Before she could blend into the crowd, Bobby spotted her. He stood in the doorway and smiled at her, the devil to her angel. Why had she caved to Jill? And why did she wear her half of the couple’s costume she and Bobby had picked out when they were still together?
He moved toward her. “You wore it,” he said.
Marcy crossed her arms over her chest and looked past him. “It’s a party. I needed a costume. Nothing more.”
“It looks good on ya.”
Marcy shrugged and started past him but Bobby leaned into the entryway to block her. When she looked up at him, he smirked.
“Don’t think this changes anything. I’m still pissed at you.”
“I know. I get it. But…you came.”
When she didn’t respond, he offered her the bowl of candy he was holding.
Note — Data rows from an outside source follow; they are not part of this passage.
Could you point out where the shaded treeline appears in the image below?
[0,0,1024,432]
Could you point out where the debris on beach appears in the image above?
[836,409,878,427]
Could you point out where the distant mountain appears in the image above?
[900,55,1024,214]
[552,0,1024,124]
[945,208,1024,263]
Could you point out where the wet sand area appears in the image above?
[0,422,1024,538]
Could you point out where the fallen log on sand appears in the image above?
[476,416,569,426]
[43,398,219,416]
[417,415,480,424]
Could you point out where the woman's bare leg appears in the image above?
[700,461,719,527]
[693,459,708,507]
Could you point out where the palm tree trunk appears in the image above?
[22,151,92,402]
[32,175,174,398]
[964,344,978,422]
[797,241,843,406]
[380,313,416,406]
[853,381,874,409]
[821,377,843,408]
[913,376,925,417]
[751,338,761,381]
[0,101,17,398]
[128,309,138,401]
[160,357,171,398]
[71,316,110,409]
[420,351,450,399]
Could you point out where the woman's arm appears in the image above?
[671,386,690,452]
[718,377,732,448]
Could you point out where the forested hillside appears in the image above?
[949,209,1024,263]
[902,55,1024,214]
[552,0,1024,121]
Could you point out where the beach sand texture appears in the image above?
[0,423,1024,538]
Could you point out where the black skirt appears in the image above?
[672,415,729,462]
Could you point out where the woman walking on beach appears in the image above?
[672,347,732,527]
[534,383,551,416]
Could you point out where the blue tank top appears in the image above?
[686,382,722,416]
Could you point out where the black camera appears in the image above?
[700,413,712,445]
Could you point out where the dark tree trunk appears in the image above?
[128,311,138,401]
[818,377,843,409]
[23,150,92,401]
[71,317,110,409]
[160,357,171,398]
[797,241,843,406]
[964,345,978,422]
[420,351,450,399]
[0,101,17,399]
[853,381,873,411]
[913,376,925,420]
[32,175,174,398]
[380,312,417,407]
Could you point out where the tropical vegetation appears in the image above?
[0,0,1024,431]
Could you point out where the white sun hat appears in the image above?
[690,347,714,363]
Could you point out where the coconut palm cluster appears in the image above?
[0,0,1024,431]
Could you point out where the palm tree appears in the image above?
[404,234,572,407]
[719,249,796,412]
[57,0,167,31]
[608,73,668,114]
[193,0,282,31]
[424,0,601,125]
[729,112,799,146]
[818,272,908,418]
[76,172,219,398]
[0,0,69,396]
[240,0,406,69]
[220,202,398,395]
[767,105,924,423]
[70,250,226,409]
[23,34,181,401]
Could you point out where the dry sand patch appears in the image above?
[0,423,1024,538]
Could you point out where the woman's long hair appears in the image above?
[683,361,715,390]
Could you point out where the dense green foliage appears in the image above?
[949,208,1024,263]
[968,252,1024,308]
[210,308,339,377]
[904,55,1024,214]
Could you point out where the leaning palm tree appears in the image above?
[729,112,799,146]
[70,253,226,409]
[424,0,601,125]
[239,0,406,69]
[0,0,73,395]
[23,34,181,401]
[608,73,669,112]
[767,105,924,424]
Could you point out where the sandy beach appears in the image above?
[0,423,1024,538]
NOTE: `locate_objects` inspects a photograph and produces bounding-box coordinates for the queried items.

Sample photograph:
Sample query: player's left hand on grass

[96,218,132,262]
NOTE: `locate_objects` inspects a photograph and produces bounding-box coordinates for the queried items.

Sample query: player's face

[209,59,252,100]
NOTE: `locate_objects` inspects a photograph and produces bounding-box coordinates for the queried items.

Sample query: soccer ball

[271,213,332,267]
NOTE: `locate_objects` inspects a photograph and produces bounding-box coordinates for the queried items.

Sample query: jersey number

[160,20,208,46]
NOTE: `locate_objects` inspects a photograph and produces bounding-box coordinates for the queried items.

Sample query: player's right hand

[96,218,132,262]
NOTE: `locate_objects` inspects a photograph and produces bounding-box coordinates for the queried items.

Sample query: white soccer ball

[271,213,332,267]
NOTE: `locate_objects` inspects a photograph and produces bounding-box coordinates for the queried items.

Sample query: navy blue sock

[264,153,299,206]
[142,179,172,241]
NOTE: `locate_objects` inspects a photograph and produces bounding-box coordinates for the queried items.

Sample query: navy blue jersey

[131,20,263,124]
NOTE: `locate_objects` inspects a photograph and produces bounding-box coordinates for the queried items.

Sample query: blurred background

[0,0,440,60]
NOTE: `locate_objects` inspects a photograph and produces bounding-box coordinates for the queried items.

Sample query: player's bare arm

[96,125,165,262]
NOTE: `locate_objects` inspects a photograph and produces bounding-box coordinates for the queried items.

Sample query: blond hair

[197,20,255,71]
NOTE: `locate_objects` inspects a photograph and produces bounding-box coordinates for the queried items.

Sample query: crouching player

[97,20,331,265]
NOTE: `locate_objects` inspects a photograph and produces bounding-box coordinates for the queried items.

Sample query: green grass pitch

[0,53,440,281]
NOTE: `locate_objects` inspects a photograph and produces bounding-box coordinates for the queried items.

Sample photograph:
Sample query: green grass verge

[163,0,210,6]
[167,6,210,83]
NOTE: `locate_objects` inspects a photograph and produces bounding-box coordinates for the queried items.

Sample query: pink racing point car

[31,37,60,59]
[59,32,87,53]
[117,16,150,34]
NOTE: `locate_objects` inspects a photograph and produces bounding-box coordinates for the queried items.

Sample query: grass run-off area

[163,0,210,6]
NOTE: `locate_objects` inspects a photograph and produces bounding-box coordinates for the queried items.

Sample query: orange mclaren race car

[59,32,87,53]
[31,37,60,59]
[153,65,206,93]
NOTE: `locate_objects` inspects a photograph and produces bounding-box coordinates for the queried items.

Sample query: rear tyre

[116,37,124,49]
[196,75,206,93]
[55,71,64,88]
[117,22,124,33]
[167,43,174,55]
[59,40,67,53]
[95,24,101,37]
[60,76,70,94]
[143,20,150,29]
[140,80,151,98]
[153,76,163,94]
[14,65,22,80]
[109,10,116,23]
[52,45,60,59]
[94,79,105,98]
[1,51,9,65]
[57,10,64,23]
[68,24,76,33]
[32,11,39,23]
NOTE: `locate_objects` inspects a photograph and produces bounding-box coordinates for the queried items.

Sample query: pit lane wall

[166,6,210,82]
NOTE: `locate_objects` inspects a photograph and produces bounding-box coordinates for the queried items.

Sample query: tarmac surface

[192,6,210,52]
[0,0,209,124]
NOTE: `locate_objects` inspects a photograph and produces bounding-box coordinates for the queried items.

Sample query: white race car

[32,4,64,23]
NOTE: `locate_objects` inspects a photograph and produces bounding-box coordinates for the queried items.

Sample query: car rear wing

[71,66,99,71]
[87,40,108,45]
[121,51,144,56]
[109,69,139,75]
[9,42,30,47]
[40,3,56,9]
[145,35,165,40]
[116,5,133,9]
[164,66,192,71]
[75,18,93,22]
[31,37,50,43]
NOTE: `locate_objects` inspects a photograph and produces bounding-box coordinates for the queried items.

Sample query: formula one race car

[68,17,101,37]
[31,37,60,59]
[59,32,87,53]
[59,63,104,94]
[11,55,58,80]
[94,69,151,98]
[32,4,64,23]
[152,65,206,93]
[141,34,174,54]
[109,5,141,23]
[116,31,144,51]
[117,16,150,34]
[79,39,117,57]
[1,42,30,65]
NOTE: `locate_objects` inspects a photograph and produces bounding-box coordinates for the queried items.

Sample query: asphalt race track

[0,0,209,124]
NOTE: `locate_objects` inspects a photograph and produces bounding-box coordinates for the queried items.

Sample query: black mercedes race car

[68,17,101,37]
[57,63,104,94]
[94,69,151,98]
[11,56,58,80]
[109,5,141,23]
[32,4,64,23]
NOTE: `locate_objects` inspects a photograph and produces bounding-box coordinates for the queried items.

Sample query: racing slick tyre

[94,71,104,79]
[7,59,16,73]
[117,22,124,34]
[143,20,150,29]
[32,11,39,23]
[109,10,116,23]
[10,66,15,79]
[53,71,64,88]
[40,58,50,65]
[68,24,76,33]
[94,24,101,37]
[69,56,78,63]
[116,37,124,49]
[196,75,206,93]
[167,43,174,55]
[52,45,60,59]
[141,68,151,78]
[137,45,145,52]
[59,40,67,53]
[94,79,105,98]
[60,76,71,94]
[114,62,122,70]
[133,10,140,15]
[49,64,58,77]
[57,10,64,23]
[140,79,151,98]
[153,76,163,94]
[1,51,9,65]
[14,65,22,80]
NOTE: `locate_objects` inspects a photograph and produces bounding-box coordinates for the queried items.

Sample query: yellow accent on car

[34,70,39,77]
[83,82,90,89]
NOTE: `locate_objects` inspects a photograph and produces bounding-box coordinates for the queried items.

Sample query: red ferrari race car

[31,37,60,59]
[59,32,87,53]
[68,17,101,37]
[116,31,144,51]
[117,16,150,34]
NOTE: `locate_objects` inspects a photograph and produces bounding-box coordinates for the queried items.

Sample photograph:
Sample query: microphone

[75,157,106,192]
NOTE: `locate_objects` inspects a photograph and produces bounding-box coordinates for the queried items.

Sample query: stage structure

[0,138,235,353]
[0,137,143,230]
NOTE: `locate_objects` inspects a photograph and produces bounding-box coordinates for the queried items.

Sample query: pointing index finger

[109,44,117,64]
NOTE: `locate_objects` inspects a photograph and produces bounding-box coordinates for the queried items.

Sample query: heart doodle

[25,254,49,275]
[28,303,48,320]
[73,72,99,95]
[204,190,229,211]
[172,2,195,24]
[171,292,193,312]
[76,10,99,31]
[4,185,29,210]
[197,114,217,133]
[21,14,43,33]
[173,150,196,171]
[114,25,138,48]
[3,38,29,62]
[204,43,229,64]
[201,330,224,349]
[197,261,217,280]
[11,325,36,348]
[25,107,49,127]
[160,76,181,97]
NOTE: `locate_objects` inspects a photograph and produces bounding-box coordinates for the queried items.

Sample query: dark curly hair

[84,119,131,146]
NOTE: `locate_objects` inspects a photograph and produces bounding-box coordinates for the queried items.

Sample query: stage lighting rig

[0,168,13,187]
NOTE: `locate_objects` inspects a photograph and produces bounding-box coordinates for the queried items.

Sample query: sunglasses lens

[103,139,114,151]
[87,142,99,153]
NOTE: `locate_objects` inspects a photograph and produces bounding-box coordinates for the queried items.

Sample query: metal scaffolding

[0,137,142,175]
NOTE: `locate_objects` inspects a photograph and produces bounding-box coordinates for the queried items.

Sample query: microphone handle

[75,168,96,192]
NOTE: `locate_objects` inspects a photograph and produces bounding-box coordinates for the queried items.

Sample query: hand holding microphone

She shook her head.
“That little care package you left on Jill’s windowsill was plenty.”
She ignored his frown and pushed past him into the room even though she wanted nothing more than to get the hell out of there.
Her sister was standing next to her boyfriend, Scott, at a makeshift drink station. He poured something into a red cup and handed it to Jill, who kissed him on the cheek before taking the drink from him.
“Genius idea covering the windows with black paper, guys,” she said, taking a swig.
“Figured it would keep everything on the down-low if any of our parents drive by,” Scott said. “Wouldn’t want them to put a damper on our plans.”
“Oh, yeah what plans are those?” Jill said. She turned to him and took a step but she staggered and fell into him, then let out a giggle.
“Geez, how many have you had? We just got here?” Marcy said.
“Just one, mom.” She laughed and then let out a massive burp.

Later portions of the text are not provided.